Fight the FUD: Nutanix Erasure Coding Efficiency

Every now and again you will see one vendor put out information/statements about other vendors technology. 9 times out of 10 its either outdated , incorrect or a deliberate attempt to spread Fear Uncertainty and Doubt (FUD).

Today I discovered something on LinkedIn I thought I would respond too, especially as it was mostly by two sales guys (One Sales Engineer & One Sales Director) from one vendor and two other individuals from other vendors trying to spread FUD.

Two of these vendors according to Gartner, are niche players and the other vendor didn’t even make the quadrant shown below.

intgegrated_systems_magic_quadrant_august_2015

Had the sales director simple googled Nutanix Erasure Coding he would have found the following articles which covers all of his questions and provides links to further articles on the topic. But hey, doing that would prevent him being able to spread FUD.

Nutanix – Erasure Coding (EC-X) Deep Dive

The above article refers to the below article which explains what data Nutanix EC-X will take effect on and discussed performance impact.

What I/O will Nutanix Erasure coding (EC-X) take effect on?

But let’s quickly address each point and correct the mis-information:

The “problems” the sales director has with the technical implementation of Nutanix EC-X are as follows, I will respond in-line.

  • Nutanix gets to decide if the data is hot or cold.

Not sure how this is a problem, would he prefer customers have to manually select data to be considered cold? I think the distributed file system tracking what data hasn’t been written too is a very simple, accurate and totally automated way to decide what data to apply . After all Nutanix is making infrastructure invisible, so yes, We’ll put the engineering work in so the customers can just wear the Nutanix grin. (sorry that was cheesy!)

  • What happens when I need that data back in production…. I can’t read it natively, so I am going to have to completely rehydrate it to read it again?

EC-X does not remove the data from production! Data which has EC-X applied is not moved to a LUN (lol!). Data remains accessible in the same way it was prior to EC-X taking effect. On read I/O data is not rehydrated, EC-X is simply a more space efficient method of storing data while proving resiliency of N+1 or N+2. EC-X and RF are applied on the same container so the data is not moved when EC-X is applied.

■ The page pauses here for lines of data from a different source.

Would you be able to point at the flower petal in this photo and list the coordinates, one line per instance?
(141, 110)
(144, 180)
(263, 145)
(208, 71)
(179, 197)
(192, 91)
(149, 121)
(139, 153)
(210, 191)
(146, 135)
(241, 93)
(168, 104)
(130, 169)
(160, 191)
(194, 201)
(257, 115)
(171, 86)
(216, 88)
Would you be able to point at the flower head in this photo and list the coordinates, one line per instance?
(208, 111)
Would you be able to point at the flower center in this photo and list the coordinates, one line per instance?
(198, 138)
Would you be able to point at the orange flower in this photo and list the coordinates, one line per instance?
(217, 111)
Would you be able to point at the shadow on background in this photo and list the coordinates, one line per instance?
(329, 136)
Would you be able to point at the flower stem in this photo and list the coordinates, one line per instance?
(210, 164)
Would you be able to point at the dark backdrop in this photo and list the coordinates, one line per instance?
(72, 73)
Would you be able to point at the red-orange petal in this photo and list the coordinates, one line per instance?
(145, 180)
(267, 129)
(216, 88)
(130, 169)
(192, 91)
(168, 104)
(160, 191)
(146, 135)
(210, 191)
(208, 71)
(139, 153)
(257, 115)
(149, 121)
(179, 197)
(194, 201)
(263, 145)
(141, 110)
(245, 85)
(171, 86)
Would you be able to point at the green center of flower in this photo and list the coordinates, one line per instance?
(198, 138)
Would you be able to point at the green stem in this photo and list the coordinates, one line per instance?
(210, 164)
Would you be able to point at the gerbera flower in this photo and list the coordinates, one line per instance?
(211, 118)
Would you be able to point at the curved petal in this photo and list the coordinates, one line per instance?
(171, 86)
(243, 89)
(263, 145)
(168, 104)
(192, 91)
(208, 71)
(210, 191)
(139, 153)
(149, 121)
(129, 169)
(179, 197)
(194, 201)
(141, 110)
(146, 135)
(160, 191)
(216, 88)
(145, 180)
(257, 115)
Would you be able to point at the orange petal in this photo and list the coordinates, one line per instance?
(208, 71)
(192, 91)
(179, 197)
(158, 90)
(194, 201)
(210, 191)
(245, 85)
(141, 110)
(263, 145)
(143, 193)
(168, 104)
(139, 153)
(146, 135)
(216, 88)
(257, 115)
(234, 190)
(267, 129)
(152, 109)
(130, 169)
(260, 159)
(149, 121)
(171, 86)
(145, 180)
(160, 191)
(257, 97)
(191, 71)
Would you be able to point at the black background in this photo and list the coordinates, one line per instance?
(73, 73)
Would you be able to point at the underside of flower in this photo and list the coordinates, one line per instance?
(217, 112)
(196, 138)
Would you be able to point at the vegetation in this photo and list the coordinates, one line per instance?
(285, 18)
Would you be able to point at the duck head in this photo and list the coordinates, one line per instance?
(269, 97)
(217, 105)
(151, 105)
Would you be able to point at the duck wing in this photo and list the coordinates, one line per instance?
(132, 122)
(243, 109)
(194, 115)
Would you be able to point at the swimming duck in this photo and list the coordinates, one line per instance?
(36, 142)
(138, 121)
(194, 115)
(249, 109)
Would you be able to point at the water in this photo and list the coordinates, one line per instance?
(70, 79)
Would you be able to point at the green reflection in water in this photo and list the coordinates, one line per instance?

  • I still have to buy enough storage to size my environment correctly the first time around, with no dedupe,no compression, no nothing… so I’m only making my storage last a bit longer to eke a little more life out of it. It is not solving the problem!

Firstly, without stating what “the problem” is, the statement has no context and is pointless FUD. However I can confirm EC-X works in addition to compression & dedupe both of which can be in-line or post process.  All three data reduction technologies also apply to both the SSD and SATA tiers, just to get in-front of any future FUD.

Nutanix recommends customers start small and scale as required since our platform scales so gracefully, but if a customer wants to size for 3-5 years up front (we would help them avoid this BTW) we make assumptions (like every vendor, BTW) as to typical data reduction savings based on the information we have about the customer workload, and size with suitable capacity for at least N+1 to enable fully automated self healing from a node failure.

  • I can only erasure code very certain, specific workloads. This could be a very small amount of data.

Nutanix EC-X can apply to ANY data stored on the Nutanix Distributed Storage Fabric. As per the Deep Dive post (which this guy clearly didn’t read), Nutanix chooses to apply EC-X to data which is write cold for 60 mins to avoid the inefficiencies of striping data across nodes then having to re-stripe it shortly after following a subsequent write I/O. RF2 (or RF3) is more efficient for write intensive workloads and because Nutanix understands this, we only apply EC-X to non write intensive I/O.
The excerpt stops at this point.